World War II letters
Our next topic is to focus on a period of historical significance and we are looking at the events in and around Dunkirk during World War II. As well as being inspiring and well resourced, one of the reasons it is so interesting is that it is easier for the children to relate to the people who lived through this period of such importance. Our last history topic was the Mayas and, whilst fascinating because it was something the children knew nothing about, it was hard for children to relate to a life experience that was so far removed from their own.
In order to help our children understand the significance and participation of real people in World War II we have made use of actual letters from participants in in the war. This Canadian letters and images website (www.canadianletters.ca) is an excellent and moving source of information including letters, photos and other documents about real people who took part in the war and is the source of all the resources we have used in our display.

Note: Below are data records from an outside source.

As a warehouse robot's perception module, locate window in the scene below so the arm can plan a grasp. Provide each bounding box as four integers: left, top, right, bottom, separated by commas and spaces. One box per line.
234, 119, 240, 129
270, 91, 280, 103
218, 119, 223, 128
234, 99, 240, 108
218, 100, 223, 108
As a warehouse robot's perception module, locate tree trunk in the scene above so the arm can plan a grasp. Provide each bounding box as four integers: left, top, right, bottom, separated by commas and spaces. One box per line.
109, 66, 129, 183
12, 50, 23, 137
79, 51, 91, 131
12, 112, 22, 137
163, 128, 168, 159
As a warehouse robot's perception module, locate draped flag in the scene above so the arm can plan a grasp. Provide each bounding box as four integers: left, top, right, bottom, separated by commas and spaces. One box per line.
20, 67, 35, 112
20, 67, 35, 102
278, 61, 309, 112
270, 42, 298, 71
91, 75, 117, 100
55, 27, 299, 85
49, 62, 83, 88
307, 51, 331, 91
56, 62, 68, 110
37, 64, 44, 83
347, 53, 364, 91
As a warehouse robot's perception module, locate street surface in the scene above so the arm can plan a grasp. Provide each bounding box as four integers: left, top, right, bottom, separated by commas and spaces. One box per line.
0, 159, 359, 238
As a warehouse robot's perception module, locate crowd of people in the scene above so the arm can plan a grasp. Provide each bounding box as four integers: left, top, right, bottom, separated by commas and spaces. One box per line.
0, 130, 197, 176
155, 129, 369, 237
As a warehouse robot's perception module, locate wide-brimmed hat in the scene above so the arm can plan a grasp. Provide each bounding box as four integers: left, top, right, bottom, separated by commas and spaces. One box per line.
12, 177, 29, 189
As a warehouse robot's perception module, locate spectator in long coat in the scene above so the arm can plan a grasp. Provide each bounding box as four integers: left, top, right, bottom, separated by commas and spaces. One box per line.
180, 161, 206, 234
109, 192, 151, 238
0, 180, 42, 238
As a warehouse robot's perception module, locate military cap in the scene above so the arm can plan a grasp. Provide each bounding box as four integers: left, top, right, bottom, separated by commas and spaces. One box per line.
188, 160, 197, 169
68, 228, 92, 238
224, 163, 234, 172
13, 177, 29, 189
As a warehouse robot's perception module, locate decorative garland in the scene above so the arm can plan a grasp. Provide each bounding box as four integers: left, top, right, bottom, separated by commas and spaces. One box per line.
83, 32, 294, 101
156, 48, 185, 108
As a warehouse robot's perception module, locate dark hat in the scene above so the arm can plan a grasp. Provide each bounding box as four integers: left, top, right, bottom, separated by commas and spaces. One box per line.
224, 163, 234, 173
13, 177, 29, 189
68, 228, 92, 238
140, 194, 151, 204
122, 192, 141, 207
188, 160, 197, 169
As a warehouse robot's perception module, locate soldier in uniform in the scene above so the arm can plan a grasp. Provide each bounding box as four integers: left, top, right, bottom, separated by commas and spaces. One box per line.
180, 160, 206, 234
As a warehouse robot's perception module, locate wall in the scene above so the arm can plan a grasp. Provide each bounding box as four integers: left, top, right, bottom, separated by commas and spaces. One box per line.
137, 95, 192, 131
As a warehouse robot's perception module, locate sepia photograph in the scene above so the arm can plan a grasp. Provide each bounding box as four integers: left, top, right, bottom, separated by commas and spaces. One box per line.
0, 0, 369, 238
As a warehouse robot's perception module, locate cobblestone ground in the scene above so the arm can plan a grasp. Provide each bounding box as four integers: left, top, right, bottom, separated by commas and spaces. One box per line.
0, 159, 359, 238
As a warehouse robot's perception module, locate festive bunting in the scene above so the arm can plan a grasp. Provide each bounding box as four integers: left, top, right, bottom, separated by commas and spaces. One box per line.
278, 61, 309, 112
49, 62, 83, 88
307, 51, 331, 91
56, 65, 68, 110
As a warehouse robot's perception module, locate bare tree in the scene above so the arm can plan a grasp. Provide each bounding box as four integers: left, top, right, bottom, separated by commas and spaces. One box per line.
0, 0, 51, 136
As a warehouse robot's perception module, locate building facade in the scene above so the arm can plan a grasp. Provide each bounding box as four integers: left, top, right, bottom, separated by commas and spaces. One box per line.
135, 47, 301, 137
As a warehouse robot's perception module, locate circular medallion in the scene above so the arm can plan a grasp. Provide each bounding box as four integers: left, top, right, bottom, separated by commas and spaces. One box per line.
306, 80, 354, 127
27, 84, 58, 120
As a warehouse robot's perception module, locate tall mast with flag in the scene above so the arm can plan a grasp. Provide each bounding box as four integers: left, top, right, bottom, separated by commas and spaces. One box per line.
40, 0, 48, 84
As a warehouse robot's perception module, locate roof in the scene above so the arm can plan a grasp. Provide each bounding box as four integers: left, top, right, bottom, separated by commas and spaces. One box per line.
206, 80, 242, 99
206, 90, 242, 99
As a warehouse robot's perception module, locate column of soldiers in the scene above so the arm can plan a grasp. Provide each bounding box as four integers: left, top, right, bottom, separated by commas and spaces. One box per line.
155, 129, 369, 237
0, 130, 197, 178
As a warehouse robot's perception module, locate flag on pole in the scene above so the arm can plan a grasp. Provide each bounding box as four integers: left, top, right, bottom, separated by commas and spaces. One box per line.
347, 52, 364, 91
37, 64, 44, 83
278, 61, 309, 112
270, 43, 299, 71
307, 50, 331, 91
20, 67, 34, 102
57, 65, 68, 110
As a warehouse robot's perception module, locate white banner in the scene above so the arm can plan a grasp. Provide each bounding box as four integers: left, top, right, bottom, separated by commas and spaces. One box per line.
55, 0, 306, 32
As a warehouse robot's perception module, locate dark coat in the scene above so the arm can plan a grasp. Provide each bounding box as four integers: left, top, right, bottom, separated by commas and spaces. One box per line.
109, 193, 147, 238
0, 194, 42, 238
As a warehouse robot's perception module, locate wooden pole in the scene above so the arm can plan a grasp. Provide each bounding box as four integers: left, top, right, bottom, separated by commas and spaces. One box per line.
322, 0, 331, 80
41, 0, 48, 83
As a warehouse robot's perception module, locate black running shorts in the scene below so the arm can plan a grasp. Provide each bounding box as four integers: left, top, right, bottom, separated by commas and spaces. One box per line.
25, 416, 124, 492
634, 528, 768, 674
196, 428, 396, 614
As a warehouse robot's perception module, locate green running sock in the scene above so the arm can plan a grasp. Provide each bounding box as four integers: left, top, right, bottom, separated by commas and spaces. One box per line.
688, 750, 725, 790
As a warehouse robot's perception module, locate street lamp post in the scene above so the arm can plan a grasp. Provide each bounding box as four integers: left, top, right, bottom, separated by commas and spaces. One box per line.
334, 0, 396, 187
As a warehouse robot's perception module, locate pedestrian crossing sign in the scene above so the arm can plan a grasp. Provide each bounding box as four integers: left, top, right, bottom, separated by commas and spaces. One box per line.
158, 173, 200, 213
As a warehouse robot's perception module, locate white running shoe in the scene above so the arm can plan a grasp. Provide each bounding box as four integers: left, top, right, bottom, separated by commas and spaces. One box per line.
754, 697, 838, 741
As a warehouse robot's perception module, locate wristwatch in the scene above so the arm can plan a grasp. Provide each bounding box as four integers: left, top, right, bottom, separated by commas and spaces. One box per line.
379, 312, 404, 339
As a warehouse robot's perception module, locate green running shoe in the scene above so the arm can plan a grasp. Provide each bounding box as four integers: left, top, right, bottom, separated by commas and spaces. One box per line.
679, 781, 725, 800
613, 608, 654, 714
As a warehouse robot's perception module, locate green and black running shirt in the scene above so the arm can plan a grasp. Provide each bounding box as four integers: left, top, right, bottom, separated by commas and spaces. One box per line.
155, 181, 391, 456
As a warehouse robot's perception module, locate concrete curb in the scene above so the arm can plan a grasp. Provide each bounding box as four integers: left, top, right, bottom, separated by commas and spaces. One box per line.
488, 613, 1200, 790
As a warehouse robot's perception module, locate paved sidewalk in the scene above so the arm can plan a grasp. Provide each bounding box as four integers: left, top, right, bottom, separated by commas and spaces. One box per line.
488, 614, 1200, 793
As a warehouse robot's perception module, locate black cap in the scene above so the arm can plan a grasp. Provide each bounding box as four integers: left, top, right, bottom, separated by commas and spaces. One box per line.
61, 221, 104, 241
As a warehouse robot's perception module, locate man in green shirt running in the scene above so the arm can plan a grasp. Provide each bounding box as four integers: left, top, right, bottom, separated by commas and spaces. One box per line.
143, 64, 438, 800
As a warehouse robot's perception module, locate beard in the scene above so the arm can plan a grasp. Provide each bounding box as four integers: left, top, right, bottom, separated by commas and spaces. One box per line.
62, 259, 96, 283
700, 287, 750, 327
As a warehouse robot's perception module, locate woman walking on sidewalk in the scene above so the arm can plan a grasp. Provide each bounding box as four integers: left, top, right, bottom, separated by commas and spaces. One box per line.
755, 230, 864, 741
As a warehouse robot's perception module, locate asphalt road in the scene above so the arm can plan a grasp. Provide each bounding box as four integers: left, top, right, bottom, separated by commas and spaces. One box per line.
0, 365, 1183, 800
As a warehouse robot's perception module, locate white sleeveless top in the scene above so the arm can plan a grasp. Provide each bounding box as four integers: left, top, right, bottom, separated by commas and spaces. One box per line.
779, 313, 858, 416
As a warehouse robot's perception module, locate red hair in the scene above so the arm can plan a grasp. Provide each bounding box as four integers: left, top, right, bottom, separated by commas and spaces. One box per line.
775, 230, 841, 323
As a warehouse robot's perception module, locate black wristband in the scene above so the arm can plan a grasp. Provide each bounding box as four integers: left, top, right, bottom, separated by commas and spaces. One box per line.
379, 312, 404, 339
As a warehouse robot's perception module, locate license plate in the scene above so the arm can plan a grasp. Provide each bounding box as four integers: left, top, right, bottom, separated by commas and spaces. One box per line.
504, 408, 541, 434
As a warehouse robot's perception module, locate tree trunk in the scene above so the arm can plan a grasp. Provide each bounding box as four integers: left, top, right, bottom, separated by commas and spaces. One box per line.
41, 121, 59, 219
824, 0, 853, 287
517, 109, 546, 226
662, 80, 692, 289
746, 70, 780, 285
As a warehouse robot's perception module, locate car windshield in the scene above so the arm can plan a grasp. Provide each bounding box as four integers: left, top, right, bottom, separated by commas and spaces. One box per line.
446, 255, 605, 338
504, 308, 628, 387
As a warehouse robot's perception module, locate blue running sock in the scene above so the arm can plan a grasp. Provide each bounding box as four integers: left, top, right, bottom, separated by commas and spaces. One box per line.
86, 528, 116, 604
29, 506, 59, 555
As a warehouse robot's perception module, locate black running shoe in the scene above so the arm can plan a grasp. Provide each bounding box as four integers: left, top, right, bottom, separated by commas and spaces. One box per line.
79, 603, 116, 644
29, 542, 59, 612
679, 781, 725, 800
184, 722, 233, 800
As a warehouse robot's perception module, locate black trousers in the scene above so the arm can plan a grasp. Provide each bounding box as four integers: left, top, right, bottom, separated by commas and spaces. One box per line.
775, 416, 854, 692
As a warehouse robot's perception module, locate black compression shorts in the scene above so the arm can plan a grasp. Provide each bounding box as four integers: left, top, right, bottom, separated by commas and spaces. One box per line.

Initially we chose two main people to base our work and display on. Daniel Serrick and Ernest Underwood. Both of these people were Canadians who fought in the war and the letters they wrote or are about them reflect two horrible experiences including Daniel who, unfortunately, did not survive
The display we designed was inspired by a recent visit to the stunning Imperial War Museum North, whose exhibits are all built around the personal experiences of people from conflicts throughout the recent past. Every half an hour or so they also project onto their enormous backdrops a multi-media presentation using memories and pictures. We strongly recommend that if you are in Manchester you pay a visit to this engaging museum.
Our display, to begin with, is based on sharing personal stories of people from the war. We chose a couple of letters from the individuals we had picked to reflect some of the life experiences they were having during the war or from people around them as they process what had happened to them. This allows the children to understand the impact on friends and families as well as the individuals involved. Linked to this, we also chose a photo of them so that children could see that these were real people.
The children were interested to read about them and, even though it is still challenging, were better able to understand some aspects of their lives especially when they talk about the day-to-day aspects of their lives.
A Powerpoint containing the resources for the display can be found in our Dropbox folder here.
The next step, again inspired by the visit to the museum, is to add an audio-visual element to the display perhaps using some the augmented reality tools that are available.